"More harm than good": countries are pushing for the end of compulsory care vaccination

At the end of the year, the corona vaccination requirement for nursing staff will expire, and several federal states have appealed across party lines in a letter to Health Minister Lauterbach to leave it at that. The reason is the concern that the shortage of personnel in the industry will worsen.

Saxony, Bavaria, Baden-Württemberg and Thuringia are calling for an end to compulsory vaccination for health and care staff. The three state health ministers Petra Köpping from the SPD, Klaus Holetschek from the CSU and the left Heike Werner wrote a letter to Federal Health Minister Karl Lauterbach not to extend the vaccination requirement, which expires at the end of the year, as the politicians announced. The Baden-Württemberg department head Manfred Lucha from the Greens joined.

The reason for the four-country appeal is the fear that compulsory vaccination will exacerbate the shortage of staff in the healthcare system. The initiative came from Saxony. The federal states had previously called for an end to compulsory vaccination and now want to put more emphasis on this with a joint appeal. Lauterbach makes an extension of the vaccination requirement dependent on the course of the autumn and winter wave.

“The institution-related vaccination obligation brings us more harm than good,” said Holetschek. “We need every available workforce in medicine, nursing and integration assistance.” Saxony’s Minister of Health, Köpping, argued that the omicron variant leads to severe courses less often than Delta did before. An extension of the vaccination requirement beyond the end of 2022 is simply not justified. “We can’t do without anyone.”
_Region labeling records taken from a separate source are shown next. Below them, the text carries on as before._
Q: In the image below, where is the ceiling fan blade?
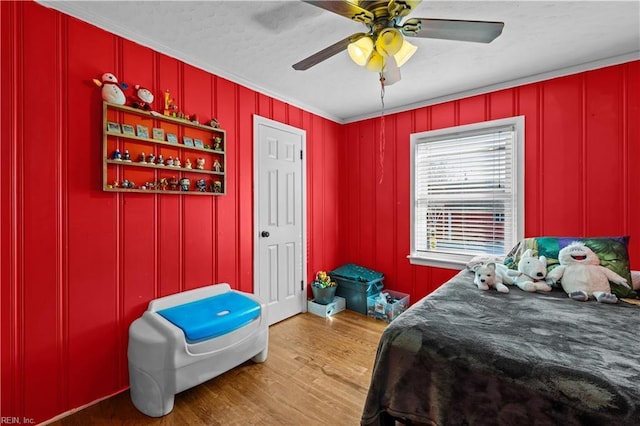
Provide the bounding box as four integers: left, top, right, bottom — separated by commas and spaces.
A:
400, 18, 504, 43
293, 33, 366, 71
302, 0, 374, 24
387, 0, 422, 17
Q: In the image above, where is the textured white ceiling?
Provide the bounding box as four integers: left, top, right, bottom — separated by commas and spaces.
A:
39, 0, 640, 123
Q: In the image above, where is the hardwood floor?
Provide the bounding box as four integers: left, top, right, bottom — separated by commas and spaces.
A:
51, 310, 386, 426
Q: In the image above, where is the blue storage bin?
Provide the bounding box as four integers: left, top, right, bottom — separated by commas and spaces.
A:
329, 263, 384, 315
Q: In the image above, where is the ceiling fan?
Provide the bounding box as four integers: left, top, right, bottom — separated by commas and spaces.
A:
293, 0, 504, 85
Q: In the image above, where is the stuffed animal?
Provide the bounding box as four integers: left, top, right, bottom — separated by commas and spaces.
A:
508, 249, 551, 291
473, 262, 509, 293
130, 84, 153, 111
547, 241, 629, 303
93, 72, 128, 105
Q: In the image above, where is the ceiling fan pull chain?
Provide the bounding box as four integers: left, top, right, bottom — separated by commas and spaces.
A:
379, 73, 385, 185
Thuringia’s Health Minister Werner called for incentives for booster vaccinations for all citizens instead of mandatory vaccinations in health and care. Baden-Württemberg’s Minister Lucha pointed out that the facility-related vaccination requirement was intended as a pioneer of the failed general vaccination requirement. “That’s why we can’t, with the best will in the world, demand this special sacrifice from those working in the health sector,” said the Greens politician.

In view of the common goal of politicians from the CSU, SPD, Greens and Left, which is unusual in day-to-day business, CSU man Holetschek emphasized: “The traffic light coalition must also be clear that this is not about partisan political tricks, but a cross-party concern in the sense of the Citizens and an already heavily burdened health and care sector.”